3. Treatment with reagents.
   NOTE: The entire decellularization process should be carried out at 4 °C on a digital orbital shaker at 150 rpm. In all decellularization steps, physical detachment using forceps is required to prevent the slices of pancreas from sticking together. Washing the container with distilled water is necessary to remove the residual reagents completely in the container.
   1. Before any reagent treatment, wash 50 g of sliced pancreas with 300 mL of distilled water using a shaker.
   2. Stir the tissue continuously at 150 rpm until the cloudy water disappears (after approximately 12 h). Replace the distilled water every 2 h.
      NOTE: Changing the distilled water every hour is recommended for efficiency to remove the cloudy water more quickly.
   3. Discard the water and treat the 50 g of tissues with 400 mL of 1% Triton-X 100 in 1x PBS solution for 84 h. Refresh the solution every 12 h.
      NOTE: At this point, the amount of tissue will decrease because the cellular components start being removed.
   4. Treat with 400 mL of isopropanol (IPA) for 2 h to remove the remaining fat from the pancreas.
      NOTE: It is normal for the tissue to become tough due to the removal of fat in this process.
   5. After 2 h, remove the IPA and wash the tissue with 400 mL of 1x PBS for 24 h. Refresh the 1x PBS every 12 h.
   6. To sterilize the decellularized tissue, discard the previous solution and treat with 400 mL of 0.1% peracetic acid in 4% ethanol for 2 h.
   7. To remove residual detergent, wash the tissue with 400 mL of 1x PBS for 6 h. Refresh the solution every 2 h.
   8. Collect the decellularized tissues in a 50 mL conical tube with forceps.
   9. Freeze the sample at -80 °C for 1 h.
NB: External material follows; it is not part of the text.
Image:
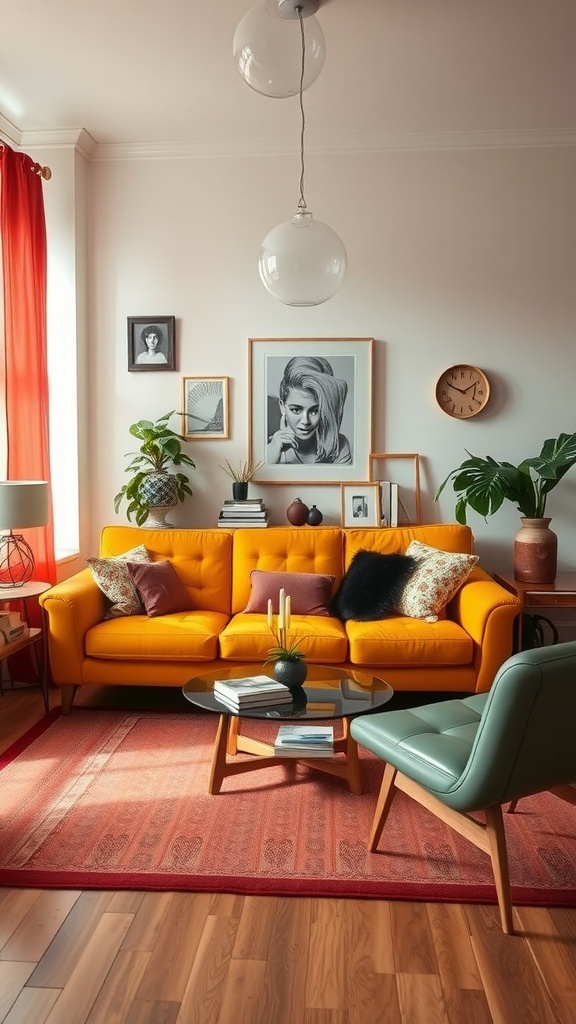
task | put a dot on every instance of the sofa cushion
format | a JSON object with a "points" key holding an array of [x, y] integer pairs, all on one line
{"points": [[402, 642], [310, 592], [247, 638], [437, 578], [114, 580], [160, 588], [184, 636], [372, 586]]}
Cover the conical tube with a lint-free wipe instead of the lid and fix with a rubber band for efficient lyophilization.
   10. Lyophilize the decellularized tissue at -50 °C for 4 d.
       NOTE: For step 1.3, 1 g of non-decellularized tissue should also be freeze-dried under the same conditions.
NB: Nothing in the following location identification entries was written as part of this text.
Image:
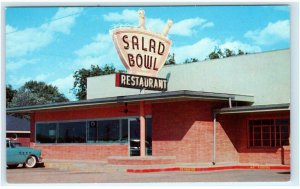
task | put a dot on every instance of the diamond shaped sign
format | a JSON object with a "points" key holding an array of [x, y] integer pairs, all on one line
{"points": [[142, 52]]}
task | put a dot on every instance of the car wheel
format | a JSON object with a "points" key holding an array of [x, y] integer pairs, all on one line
{"points": [[30, 162], [12, 166]]}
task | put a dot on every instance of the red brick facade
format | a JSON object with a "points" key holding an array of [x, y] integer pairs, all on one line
{"points": [[181, 128]]}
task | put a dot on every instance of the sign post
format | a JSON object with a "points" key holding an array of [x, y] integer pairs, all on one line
{"points": [[143, 53]]}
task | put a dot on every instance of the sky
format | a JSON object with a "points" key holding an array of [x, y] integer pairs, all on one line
{"points": [[50, 44]]}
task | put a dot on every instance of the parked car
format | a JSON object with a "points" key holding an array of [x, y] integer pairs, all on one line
{"points": [[16, 155], [135, 148]]}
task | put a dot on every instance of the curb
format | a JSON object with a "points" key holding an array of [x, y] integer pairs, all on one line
{"points": [[204, 169]]}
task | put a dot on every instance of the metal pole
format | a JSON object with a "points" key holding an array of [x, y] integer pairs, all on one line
{"points": [[142, 129], [214, 143]]}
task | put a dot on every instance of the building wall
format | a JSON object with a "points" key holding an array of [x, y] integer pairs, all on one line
{"points": [[256, 75], [237, 128], [185, 130], [83, 151], [23, 138], [180, 128]]}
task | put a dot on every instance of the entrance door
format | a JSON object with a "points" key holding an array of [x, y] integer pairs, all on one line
{"points": [[134, 137]]}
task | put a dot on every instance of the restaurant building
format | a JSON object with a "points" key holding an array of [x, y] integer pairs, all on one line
{"points": [[230, 110]]}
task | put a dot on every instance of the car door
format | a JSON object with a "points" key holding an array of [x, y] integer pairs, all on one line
{"points": [[13, 155]]}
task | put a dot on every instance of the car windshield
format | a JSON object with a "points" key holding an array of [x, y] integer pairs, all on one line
{"points": [[11, 144]]}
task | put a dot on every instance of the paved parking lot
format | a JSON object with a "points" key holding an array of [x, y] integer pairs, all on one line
{"points": [[52, 175]]}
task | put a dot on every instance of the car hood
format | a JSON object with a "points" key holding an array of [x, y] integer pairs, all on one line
{"points": [[28, 149]]}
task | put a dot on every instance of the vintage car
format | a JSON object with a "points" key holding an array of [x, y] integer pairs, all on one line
{"points": [[16, 155]]}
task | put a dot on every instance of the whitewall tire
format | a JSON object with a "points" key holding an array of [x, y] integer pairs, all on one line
{"points": [[31, 162]]}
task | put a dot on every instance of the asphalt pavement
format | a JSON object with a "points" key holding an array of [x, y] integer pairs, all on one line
{"points": [[53, 175]]}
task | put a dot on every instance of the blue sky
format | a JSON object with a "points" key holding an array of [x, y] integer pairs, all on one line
{"points": [[49, 44]]}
2. Assessment of decellularized tissues

NOTE: To evaluate the residual amount of dsDNA, glycosaminoglycans (GAGs), and collagen in the decellularized tissue compared to native tissue, at least 1 g of each of the non-decellularized tissue (native tissue) and decellularized tissue are required for one batch of assessment. The amount of dsDNA, GAGs, and collagen can be calculated based on the dry weight of the tissue.

1. Prepare solutions for biochemical assays.
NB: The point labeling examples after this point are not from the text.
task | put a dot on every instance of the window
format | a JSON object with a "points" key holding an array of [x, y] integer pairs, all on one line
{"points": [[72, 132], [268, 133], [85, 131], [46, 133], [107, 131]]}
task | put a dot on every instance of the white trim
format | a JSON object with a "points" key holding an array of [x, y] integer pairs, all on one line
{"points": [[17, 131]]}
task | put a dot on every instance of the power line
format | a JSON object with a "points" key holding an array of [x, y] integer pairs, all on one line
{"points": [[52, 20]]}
   1. Prepare papain solution for sample digestion.
      NOTE: The amount of buffer to be made can be adjusted according to the number of samples.
      1. Dissolve 119 mg of 0.1 M sodium phosphate (monobasic), 18.6 mg of 0.5 mM Na2-EDTA, and 8.8 mg of 5 mM cysteine-HCl in 10 mL of autoclaved water.
      2. Adjust the pH of the solution to 6.5 by adding 10 M NaOH solution.
      3. Add 125 µL of 10 mg/mL papain stock solution to the above solution and vortex, allowing each element to mix evenly.
   2. Prepare solutions for dimethyl-methylene blue (DMMB) assay.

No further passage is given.